Ein weiteres Problem: Zöliakie ist ein Chamäleon unter den Krankheiten. Neben den klassischen Symptomen wie Durchfall oder Bauchschmerzen gibt es unspezifische Anzeichen wie Zahnentmineralisierung, Rückenschmerzen oder sogar psychische Symptome. Kein Wunder, dass viele Ärzt*innen nicht direkt an Zöliakie denken.
Der Alltag mit Zöliakie
Ein Leben mit Zöliakie bedeutet, jeden Tag aufmerksam zu sein. Ich kann nicht einfach spontan in eine Bäckerei gehen, und beim Einkaufen brauche ich deutlich länger, weil ich jede Zutatenliste prüfen muss. Selbst Restaurants, die glutenfreie Optionen anbieten, sind nicht immer sicher – oft fehlt es an Wissen über Kreuzkontamination.

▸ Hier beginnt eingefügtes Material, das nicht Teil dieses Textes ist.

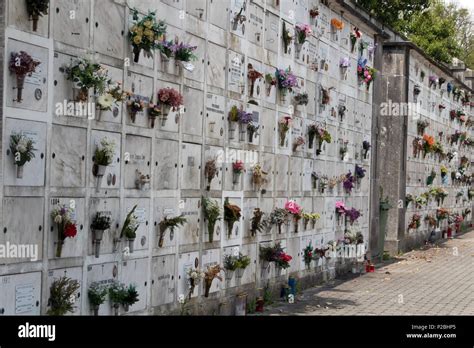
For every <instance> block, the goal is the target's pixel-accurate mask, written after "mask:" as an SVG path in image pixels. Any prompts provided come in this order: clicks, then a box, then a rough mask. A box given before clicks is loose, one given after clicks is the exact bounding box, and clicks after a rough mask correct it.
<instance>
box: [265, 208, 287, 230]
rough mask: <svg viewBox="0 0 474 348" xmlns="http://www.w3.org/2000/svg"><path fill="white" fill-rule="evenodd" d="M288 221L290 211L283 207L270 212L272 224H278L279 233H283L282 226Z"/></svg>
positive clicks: (277, 224) (270, 224) (273, 209)
mask: <svg viewBox="0 0 474 348" xmlns="http://www.w3.org/2000/svg"><path fill="white" fill-rule="evenodd" d="M287 221H288V211H287V210H286V209H282V208H275V209H273V211H272V212H271V213H270V217H269V223H270V225H276V226H277V227H278V234H281V226H282V225H283V224H284V223H286V222H287Z"/></svg>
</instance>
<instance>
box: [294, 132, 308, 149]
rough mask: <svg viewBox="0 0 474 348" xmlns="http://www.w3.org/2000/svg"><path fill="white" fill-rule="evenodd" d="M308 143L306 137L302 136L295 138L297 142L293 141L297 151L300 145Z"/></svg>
mask: <svg viewBox="0 0 474 348" xmlns="http://www.w3.org/2000/svg"><path fill="white" fill-rule="evenodd" d="M305 143H306V141H305V140H304V138H303V137H302V136H299V137H297V138H296V139H295V142H294V143H293V152H296V151H297V150H298V147H299V146H302V145H304V144H305Z"/></svg>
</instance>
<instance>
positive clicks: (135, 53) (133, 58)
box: [133, 45, 141, 63]
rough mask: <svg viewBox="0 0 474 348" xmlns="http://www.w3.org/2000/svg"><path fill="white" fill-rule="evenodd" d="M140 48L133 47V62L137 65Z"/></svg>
mask: <svg viewBox="0 0 474 348" xmlns="http://www.w3.org/2000/svg"><path fill="white" fill-rule="evenodd" d="M140 51H141V49H140V47H138V46H135V45H134V46H133V62H134V63H138V60H139V59H140Z"/></svg>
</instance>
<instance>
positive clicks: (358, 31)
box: [350, 27, 362, 53]
mask: <svg viewBox="0 0 474 348" xmlns="http://www.w3.org/2000/svg"><path fill="white" fill-rule="evenodd" d="M361 37H362V33H361V32H360V30H359V28H357V27H354V29H353V30H352V32H351V35H350V38H351V53H354V49H355V46H356V43H357V40H359V39H360V38H361Z"/></svg>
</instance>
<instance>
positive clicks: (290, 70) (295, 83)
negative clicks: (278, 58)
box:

Was viele nicht verstehen: Für uns ist glutenfrei keine Wahl, sondern eine Notwendigkeit. Die Produkte im Supermarkt sind kein Luxus, sondern unsere Lebensgrundlage.
Fazit
Zöliakie ist keine Modediagnose. Sie ist eine ernsthafte Autoimmunerkrankung, die das Leben der Betroffenen grundlegend verändert. Dass mehr Diagnosen gestellt und glutenfreie Produkte sichtbarer werden, sollte uns freuen – nicht zu Missverständnissen führen. Denn hinter all dem stehen Menschen wie ich, die jeden Tag mit einer Krankheit und den damit verbundenen Einschränkungen leben, die keine Pause macht.